Ce massacre est un tournant dans le cours de la guerre, car la rue arabe censée défendre sa dignité et sortir de l’ère de l’esclavage est la première concernée par la décision de manifester sa désapprobation en assiégeant les ambassades américaines et israéliennes partout où elles se trouvent, jusqu’à ce que sa volonté soit respectée.
Ce massacre est un tournant dans le cours de la guerre, car l’Axe de résistance avait déclaré par la voix de Sayyed Ali Khamenei : « Si les crimes de l’entité sioniste à Gaza continuent, personne ne pourra tenir face aux musulmans et à l’Axe de la Résistance ».
Mais il y a une grande différence entre l’intervention de l’Axe de la résistance seul et son intervention soutenue par les pouvoirs arabes, leur population, ainsi que les Palestiniens réunis.

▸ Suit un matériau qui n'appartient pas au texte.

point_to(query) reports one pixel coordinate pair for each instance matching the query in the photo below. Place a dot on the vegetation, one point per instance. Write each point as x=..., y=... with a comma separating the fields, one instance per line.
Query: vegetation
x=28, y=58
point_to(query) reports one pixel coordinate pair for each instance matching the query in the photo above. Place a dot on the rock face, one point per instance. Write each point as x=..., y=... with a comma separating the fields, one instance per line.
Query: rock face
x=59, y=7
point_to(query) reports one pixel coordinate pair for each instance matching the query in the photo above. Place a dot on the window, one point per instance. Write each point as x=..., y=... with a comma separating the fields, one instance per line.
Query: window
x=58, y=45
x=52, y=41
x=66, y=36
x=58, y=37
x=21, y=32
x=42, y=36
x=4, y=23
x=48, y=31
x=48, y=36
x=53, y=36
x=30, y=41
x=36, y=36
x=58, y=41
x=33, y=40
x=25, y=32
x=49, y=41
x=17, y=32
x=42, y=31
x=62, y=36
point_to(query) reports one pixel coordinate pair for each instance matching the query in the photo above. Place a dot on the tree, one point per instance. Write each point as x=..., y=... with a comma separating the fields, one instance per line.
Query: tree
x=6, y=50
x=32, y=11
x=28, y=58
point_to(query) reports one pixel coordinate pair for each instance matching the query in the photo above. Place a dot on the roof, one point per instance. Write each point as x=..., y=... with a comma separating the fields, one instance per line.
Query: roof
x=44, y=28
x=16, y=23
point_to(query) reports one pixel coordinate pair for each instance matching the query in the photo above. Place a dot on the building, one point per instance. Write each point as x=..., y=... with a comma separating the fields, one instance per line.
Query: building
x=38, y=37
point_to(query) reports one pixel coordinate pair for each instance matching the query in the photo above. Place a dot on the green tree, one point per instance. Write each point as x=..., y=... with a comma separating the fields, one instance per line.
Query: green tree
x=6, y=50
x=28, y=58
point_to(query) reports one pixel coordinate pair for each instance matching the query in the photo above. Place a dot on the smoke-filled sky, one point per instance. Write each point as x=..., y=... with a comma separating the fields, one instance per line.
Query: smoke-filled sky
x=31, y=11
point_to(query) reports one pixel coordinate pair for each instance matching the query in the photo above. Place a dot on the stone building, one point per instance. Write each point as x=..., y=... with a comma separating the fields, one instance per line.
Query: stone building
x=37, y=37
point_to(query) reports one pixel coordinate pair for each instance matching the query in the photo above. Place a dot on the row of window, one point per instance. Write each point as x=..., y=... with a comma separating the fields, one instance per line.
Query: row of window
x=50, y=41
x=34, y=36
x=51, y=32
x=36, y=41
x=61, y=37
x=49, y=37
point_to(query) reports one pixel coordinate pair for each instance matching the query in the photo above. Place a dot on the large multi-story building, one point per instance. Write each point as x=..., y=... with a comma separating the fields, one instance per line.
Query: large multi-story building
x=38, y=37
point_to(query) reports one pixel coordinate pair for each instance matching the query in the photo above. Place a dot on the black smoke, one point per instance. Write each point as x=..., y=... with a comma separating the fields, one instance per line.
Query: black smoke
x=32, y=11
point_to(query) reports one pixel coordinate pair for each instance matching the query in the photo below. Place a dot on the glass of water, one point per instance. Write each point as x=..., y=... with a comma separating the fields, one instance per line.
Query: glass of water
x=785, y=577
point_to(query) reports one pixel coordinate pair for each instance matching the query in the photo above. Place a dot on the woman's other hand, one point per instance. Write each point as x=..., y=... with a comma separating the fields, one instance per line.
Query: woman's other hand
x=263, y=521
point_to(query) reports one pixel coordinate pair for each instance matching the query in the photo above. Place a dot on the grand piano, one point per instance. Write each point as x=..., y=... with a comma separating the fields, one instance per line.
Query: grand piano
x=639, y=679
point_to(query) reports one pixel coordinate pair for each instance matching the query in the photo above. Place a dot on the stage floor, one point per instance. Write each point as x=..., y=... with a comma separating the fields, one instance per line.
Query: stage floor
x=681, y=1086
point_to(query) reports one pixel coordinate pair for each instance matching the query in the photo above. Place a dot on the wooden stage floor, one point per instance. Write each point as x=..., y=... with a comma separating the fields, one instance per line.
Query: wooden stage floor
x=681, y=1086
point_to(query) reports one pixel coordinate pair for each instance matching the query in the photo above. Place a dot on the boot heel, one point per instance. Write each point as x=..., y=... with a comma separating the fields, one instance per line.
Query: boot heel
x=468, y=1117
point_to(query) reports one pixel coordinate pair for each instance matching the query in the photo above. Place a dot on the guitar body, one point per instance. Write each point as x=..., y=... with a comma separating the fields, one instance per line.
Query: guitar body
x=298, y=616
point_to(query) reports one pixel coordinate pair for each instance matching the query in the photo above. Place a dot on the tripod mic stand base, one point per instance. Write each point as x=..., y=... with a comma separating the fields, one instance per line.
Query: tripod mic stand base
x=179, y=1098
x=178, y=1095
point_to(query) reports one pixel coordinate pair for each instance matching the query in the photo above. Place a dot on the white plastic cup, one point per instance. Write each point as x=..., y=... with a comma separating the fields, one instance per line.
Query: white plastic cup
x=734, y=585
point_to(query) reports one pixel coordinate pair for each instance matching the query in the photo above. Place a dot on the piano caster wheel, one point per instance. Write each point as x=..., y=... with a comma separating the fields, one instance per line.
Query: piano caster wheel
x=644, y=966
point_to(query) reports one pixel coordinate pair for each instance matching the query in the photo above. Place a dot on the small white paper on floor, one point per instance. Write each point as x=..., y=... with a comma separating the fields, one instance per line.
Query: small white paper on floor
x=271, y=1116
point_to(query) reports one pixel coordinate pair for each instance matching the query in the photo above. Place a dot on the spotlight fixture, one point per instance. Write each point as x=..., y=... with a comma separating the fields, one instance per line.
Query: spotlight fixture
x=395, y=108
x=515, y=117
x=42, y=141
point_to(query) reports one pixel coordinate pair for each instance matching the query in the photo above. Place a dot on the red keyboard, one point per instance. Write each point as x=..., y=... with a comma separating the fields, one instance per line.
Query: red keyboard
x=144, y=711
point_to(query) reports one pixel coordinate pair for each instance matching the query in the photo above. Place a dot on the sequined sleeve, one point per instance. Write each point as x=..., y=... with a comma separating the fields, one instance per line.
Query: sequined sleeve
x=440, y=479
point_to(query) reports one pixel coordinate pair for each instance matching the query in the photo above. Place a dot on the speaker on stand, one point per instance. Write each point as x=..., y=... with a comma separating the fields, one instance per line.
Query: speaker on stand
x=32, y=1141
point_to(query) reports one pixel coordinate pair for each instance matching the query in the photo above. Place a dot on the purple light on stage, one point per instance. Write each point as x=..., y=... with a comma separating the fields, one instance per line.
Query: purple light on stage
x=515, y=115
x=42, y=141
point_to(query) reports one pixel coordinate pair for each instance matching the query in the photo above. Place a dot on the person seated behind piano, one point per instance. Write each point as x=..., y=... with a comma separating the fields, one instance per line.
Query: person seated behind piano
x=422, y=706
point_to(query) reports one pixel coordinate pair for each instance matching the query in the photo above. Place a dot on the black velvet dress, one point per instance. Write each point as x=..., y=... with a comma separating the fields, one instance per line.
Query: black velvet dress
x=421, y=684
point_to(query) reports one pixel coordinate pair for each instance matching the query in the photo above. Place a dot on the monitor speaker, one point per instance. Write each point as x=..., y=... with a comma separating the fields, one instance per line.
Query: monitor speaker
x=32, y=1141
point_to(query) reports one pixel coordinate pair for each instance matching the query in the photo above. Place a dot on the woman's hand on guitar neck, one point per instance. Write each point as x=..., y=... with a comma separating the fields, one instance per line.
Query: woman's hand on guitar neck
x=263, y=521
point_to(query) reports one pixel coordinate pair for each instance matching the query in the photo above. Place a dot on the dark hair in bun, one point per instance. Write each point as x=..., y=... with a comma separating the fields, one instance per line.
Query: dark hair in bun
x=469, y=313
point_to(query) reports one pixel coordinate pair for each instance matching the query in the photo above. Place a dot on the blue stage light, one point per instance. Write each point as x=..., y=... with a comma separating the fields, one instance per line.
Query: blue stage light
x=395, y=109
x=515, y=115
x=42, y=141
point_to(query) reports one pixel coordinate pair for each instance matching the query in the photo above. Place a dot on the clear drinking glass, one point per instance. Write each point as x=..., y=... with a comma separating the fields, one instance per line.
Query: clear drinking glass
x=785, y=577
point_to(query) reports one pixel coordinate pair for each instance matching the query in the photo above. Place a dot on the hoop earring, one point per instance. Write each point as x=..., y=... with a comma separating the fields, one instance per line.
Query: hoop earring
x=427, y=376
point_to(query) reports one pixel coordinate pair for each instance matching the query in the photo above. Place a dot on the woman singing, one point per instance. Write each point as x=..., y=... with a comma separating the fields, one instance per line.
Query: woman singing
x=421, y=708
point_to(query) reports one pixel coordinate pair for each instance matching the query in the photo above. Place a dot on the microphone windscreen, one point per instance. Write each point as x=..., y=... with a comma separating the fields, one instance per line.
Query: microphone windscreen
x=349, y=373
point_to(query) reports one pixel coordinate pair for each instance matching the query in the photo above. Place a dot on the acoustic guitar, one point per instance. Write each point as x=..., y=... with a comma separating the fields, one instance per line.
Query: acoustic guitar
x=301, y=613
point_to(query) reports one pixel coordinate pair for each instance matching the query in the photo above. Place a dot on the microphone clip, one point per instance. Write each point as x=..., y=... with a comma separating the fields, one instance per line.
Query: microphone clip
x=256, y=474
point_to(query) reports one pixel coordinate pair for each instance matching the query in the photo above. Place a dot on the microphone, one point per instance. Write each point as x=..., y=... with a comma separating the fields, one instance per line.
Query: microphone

Et ceux qui disent attendre de savoir quelle serait la position de l’Axe devraient commencer par élever la voix contre tous ceux qui n’assument pas leur responsabilité, surtout que les israéliens clament que les États-Unis assumeraient leur responsabilité à leur égard au cas où l’Axe de la résistance intervenait dans leur guerre contre Gaza ; hypothèse qui doit être sérieusement étudiée au cas où elle servirait d’excuse au silence et à l’inaction.
L’Axe de la résistance ne cherche pas à trouver une excuse à l’inaction mais se prépare à affronter les ennemis, raison supplémentaire pour dire que ce massacre est certainement un tournant dans le cours de la guerre contre Gaza, dont il est désormais la seule porte ouverte sur l’espoir.
Nasser Kandil
17/10/2023 ;
Traduction par Mouna Alno-Nakhal
Notes :
[1]Guerre Israël-Hamas : ce que l’on sait de l’explosion d’un hôpital à Gaza qui a fait au moins 200 morts
https://www.tf1info.fr/international/guerre-israel-hamas-frappe-sur-un-hopital-de-gaza-djihad-islamique-heurts-cisjordanie-ce-que-l-on-sait-du-drame-2273318.html
[2]Video : Première déclaration de Netanyahou sur ce qui s’est passé à l’hôpital Maamoudia de Gaza.